The pharmaceutical copay cards and coupons are a big problem.  First, they circumvent the cost sharing structures established by health insurance plans, raising systemic health costs.  As the NYTimes reported:

“The member is somewhat insulated from the cost of the prescription,” said Kevin Slavik, senior director of pharmacy at the Health Care Service Corporation, which runs Blue Cross and Blue Shield plans in Illinois and three other states. “In essence, it drives up the total cost of providing the prescription benefit.”

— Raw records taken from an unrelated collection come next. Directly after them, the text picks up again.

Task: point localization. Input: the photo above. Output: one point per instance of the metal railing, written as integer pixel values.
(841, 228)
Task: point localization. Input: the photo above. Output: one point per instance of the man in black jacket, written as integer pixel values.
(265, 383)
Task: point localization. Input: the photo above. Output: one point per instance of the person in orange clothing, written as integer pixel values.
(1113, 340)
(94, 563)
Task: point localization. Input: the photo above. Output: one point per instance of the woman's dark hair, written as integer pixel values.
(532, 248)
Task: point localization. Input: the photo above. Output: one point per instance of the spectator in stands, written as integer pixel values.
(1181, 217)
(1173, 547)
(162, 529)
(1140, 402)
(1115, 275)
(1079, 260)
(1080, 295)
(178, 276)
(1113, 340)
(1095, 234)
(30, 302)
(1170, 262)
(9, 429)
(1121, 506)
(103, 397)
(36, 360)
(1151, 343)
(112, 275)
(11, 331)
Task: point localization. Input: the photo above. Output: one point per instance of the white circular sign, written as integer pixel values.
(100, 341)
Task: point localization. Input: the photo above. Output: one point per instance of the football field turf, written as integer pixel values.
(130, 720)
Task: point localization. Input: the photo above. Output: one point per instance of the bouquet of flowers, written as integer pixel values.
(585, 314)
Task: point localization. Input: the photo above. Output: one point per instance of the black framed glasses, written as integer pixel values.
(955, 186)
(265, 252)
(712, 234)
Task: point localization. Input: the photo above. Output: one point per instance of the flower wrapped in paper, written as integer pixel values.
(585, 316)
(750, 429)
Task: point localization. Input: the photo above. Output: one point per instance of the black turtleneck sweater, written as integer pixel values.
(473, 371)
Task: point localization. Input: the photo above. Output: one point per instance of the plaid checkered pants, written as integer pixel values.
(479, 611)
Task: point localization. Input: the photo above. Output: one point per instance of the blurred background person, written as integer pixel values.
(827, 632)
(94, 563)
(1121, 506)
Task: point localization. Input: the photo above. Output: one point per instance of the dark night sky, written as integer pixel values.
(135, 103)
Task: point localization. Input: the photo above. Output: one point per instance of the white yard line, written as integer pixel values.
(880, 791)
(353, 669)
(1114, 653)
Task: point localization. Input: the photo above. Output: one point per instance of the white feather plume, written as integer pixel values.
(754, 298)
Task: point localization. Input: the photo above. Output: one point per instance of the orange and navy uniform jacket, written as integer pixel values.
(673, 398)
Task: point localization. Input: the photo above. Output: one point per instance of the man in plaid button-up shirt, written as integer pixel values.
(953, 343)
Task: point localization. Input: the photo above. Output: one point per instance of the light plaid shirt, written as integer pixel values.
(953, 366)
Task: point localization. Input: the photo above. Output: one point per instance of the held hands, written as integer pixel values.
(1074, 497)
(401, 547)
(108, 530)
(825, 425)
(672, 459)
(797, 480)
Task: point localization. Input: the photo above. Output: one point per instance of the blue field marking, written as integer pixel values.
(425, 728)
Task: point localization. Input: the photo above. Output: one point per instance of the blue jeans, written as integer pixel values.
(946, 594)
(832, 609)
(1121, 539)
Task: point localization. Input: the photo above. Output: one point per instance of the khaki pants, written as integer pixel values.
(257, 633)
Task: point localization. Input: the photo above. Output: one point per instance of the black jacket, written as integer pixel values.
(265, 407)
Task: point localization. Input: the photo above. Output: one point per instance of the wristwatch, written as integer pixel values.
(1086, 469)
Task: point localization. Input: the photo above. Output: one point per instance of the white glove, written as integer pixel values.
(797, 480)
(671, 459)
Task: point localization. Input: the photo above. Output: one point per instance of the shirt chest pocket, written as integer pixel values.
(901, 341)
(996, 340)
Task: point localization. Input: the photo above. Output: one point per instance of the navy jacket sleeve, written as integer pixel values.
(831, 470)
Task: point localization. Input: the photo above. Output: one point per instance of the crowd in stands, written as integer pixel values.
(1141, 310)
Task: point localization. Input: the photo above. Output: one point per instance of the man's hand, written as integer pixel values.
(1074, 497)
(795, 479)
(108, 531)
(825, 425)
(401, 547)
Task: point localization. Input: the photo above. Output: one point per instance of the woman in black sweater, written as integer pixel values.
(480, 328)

That increased cost is passed on to the privately insured in the form of increased premiums and to the public through increased taxes.  As Eileen Wood, vice president of the Capital District Physicians’ Health Plan, told NPR in 2009:

those coupons come with a consequence. If everyone started using coupons to get the more expensive drugs, “we’d have to raise premiums,” she says. “There’s no question about that.”

Furthermore, publicly funded plans must also pay the increased price of prescription drug benefit, which is passed on to taxpayers.  Any benefit to the coupon user in the form of reduced out-of-pocket expenses is diminished by higher premiums and taxes.  In the final analysis, the only real beneficiaries of these “pharmaceutical subsidies” are the drug companies who offer them.

Moving Forward

This issue is not one that is likely to disappear.  Currently, Massachusetts is the only state that does not allow pharmaceutical coupons; it is possible that other states or the federal government will follow suit.  As for insurers, some may begin requiring patients to try generic drugs first, as Capital District Physicians’ Health Plan has, or simply drop coverage of these drugs altogether.  Either way, drug company coupons will remain a topic to watch in 2011.